Another issue influences decisions as to whether or not a work is translated: translators might be knowledgeable about a language, but not the nuances underlying the subject being translated.**

And that is precisely why Prospect Books’s edition of Yuri Lotman and Jelena Pogosjan’s High Society Dinners: Dining in Tsarist Russia (2014) deserves a wide readership among scholars and researchers and writers currently working on food- and culinary-related subjects, as well as curious general readers.  The combined talents of the translator, Marian Schwartz, and the editor, Darra Goldstein, result in a superb model for bringing food history writings from another language into English.

Born in St. Petersburg in 1922, Yuri Lotman worked in Tartu, Estonia, having been denied a Ph.D. in Russia because of his Jewish background. He, as Goldstein mentions in her Introduction to the English Edition, “was a brilliant theoretician, but he was no culinarian, to use an awkward but apt term.” He wrote what he called “a domestic History of unhistoric events,” handicapped as well by a lack of primary materials. Goldstein adds many invaluable notes, glosses as it were, to the text. As a non-Russian-speaking culinary historian, I appreciated these comments to no end. Karen Hess and others have done similar work with English-language material, e.g. Hess’s edit of The Virginia-housewife, but Prospect Book’s treatment of High Society Dinners, a non-English original, stands out.

High Society Dinners, originally published posthumously in Russian in 1996 – the author having died in 1993 – technically consists of a number of menus for meals served at the opulent house of Petr Pavlovich Durnovo – Adjutant-General of the Tsar’s Imperial Suite – during the period ranging from the spring of 1857 through 1858. Durnovo included diary-like comments with most of these menus, making the material an even richer source. Lotman devotes over 116 pages to a description of Russian cuisine it history, the background to the menus, and social structure and mores. He consistently references Russian literature as a source for culinary comments and digressed on French cuisine – highly important at the time among the Russian noble class. And, in addition, he relies on Ekaterina Avdeeva’s 1842 cookbook, The Experienced Russian Housewife’s Handbook, and surprisingly not Elena Molokhovets’s A Gift to Young Housewives or a Help to Reduce Housekeeping Charges (1861), a rather odd omission. But maybe not, given the Soviet view of Elena Molokhovets’s “decadent” work, which was quite disdainful of the servant class, saying that the lower classes could quite as well eat roaches.

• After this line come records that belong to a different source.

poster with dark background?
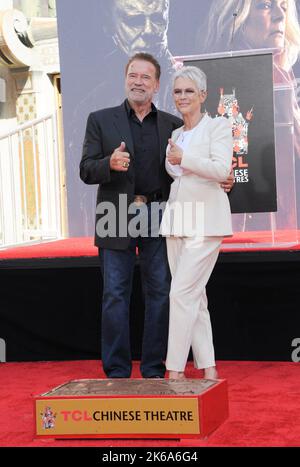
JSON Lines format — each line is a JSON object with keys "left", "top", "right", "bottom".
{"left": 185, "top": 54, "right": 277, "bottom": 214}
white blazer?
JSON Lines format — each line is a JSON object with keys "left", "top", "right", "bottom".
{"left": 160, "top": 114, "right": 233, "bottom": 237}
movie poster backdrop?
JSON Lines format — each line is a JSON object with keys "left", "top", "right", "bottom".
{"left": 56, "top": 0, "right": 300, "bottom": 237}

All of this, Goldstein picks apart in utmost detail, granting non-specialists an understanding of Russian culinary culture and the influences upon it. Take Lotman’s reference to “bird’s milk.” He writes, in reference to a dinner held at the Yusupov table in 1837, that a guest commented on opulence by stating “’the only thing lacking was bird’s milk.’3”

That little “3” leads the reader to this gloss of Goldstein’s: [Bird’s milk, which represents the unattainable, is something of an idée fixe for Russians. In Soviet times, bird’s milk candies – small chocolate-enrobed bars with a soft marshmallow-like interior – were a so-called ‘deficit’ item; obtaining a box of the candies was considered a coup, nearly as unlikely as milking a bird. DG]

In addition to Goldstein’s commentaries, High Society Dinners includes an index of dishes served with the dates over the two-year period, offering readers an opportunity to track the ingredients used, their frequency, and seasonality (or not).

While High Society Dinners doesn’t offer readers the smooth reading of a beach novel or popular non-fiction, it opens up a window onto a historical period of great interest via detailed primary material not normally associated with food and culinary matters. The importance of High Society Dinners also lies in the methodology demonstrated by the working team of translator and editor. High Society Dinners will be referred to many times in the future as a model for translating non-English food- and culinary-history material. Tom Jaine of Prospect Books, Marian Schwartz, and Darra Goldstein deserve many accolades.

*Some of Montanari’s books have been translated into English.

**For more on this, see ”Linguistic and Cultural Issues in Literary Translation,” by Mohammed Albakry (Translation Journal 8(3), July 2004.)